Nell’ immaginario collettivo
il “maestro” è quella figura romantica legata agli anni della nostra scuola
elementare, una figura da sempre confinata in una condizione socio-economica
subalterna, palesemente discordante con la dignità di una professione che dovrebbe
rivestire il grado più alto della scala sociale. E parlando di maestri vissuti
in altre epoche, non possiamo non ricordare i maestri d’ascia, i maestri orafi,
i maestri di bottega, senza dimenticare che chiamiamo maestro, ancora oggi,
l’artista cui sono riconosciuti meriti particolari nel campo musicale,
cinematografico, letterario ecc. La letteratura, poi, è ricca di ritratti di precettori
ed istitutori, spesso persone pedanti e vanitose, cui le famiglie
aristocratiche affidavano l’educazione dei propri rampolli. Ma nella società
del nostro tempo, sempre più omologata verso il basso, esistono ancora i
maestri, quali autorità morali e culturali che tendono verso l’alto? Si può
ancora chiamare qualcuno “maestro” senza incorrere in una facile ironia se non
addirittura nello scherno? Se lo chiede il prof. Gustavo Zagrebelsky, grande
giurista, già Presidente della Corte Costituzionale, con il suo libro molto
interessante che si intitola “Mai più
senza maestri” (Ediz. il
Mulino).
Secondo Zagrebelsky il maestro
è innanzitutto “chi non s’accontenta”,
ma è anche chi si sente un “irregolare,
fuori delle regole”; il maestro, inoltre, è un critico che non inculca
certezze e non indottrina i suoi allievi (come certi tipi di “maestri”

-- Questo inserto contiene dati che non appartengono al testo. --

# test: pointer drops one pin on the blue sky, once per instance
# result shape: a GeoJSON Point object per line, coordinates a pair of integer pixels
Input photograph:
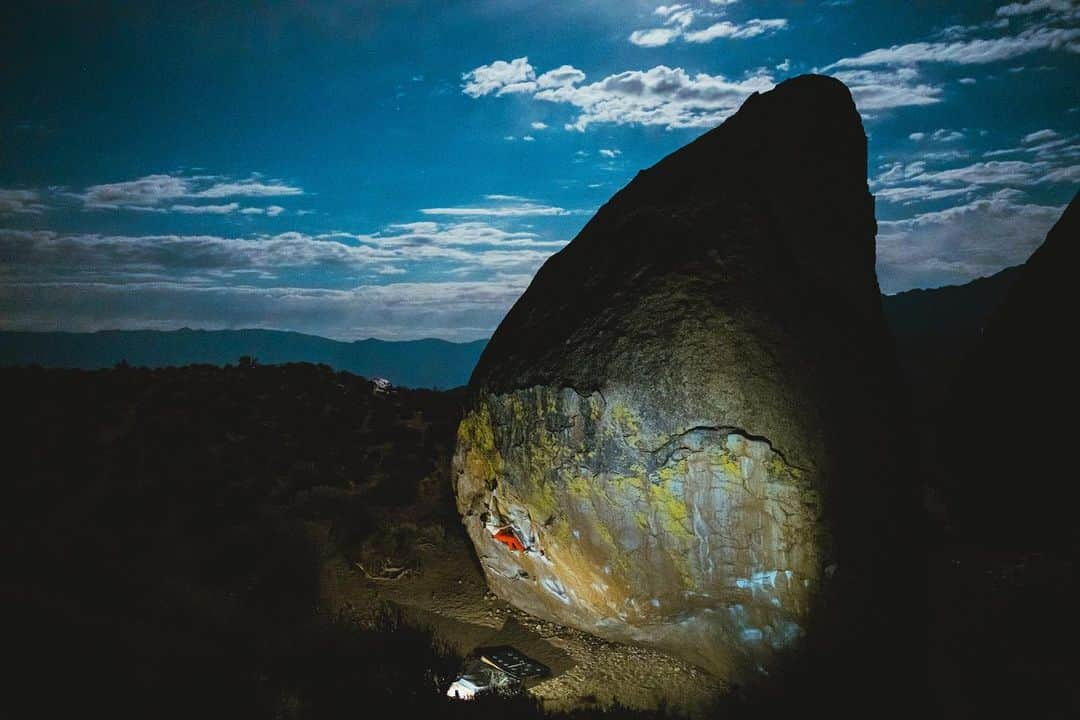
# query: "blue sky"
{"type": "Point", "coordinates": [400, 170]}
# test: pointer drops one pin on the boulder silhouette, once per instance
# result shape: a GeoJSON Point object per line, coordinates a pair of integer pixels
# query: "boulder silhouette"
{"type": "Point", "coordinates": [689, 418]}
{"type": "Point", "coordinates": [1018, 378]}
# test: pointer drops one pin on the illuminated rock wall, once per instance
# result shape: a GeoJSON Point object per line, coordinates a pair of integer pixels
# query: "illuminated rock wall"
{"type": "Point", "coordinates": [686, 419]}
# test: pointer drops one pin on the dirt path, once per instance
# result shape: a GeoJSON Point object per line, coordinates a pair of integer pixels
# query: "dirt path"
{"type": "Point", "coordinates": [447, 594]}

indispensabili ai regimi totalitari), ma è colui che semina dubbi, “crea asperità”, produce divisioni e
rotture, “uno che mette a nudo, un
provocatore”, il quale conosce a fondo la materia del suo insegnamento e la
sa comunicare senza censure e con la chiarezza necessaria. Per legittimarsi, il
maestro non ha bisogno dell’istituzione. Anzi - dice Zagrebelsky - a volte può
percepirla come una sorta di camicia di forza fatta di programmi e di
asfissianti procedure burocratiche che sono di impaccio alla sua autorità. Mentre
l’unica, autentica autorità del maestro, si legge nel libro, deriva dagli
allievi. “Sono loro che gliela
conferiscono. Non è l’istituzione. Quanti insegnanti incontriamo nelle scuole
privi di autorità e, viceversa, quanti maestri che esercitano il loro magistero
senza bisogno di parlare da cattedre autorizzate. Non esistono maestri senza
allievi. Sarebbe una contraddizione in termini. Se non c’è maestro senza
allievi, vale anche il contrario: non ci sono allievi senza maestri”.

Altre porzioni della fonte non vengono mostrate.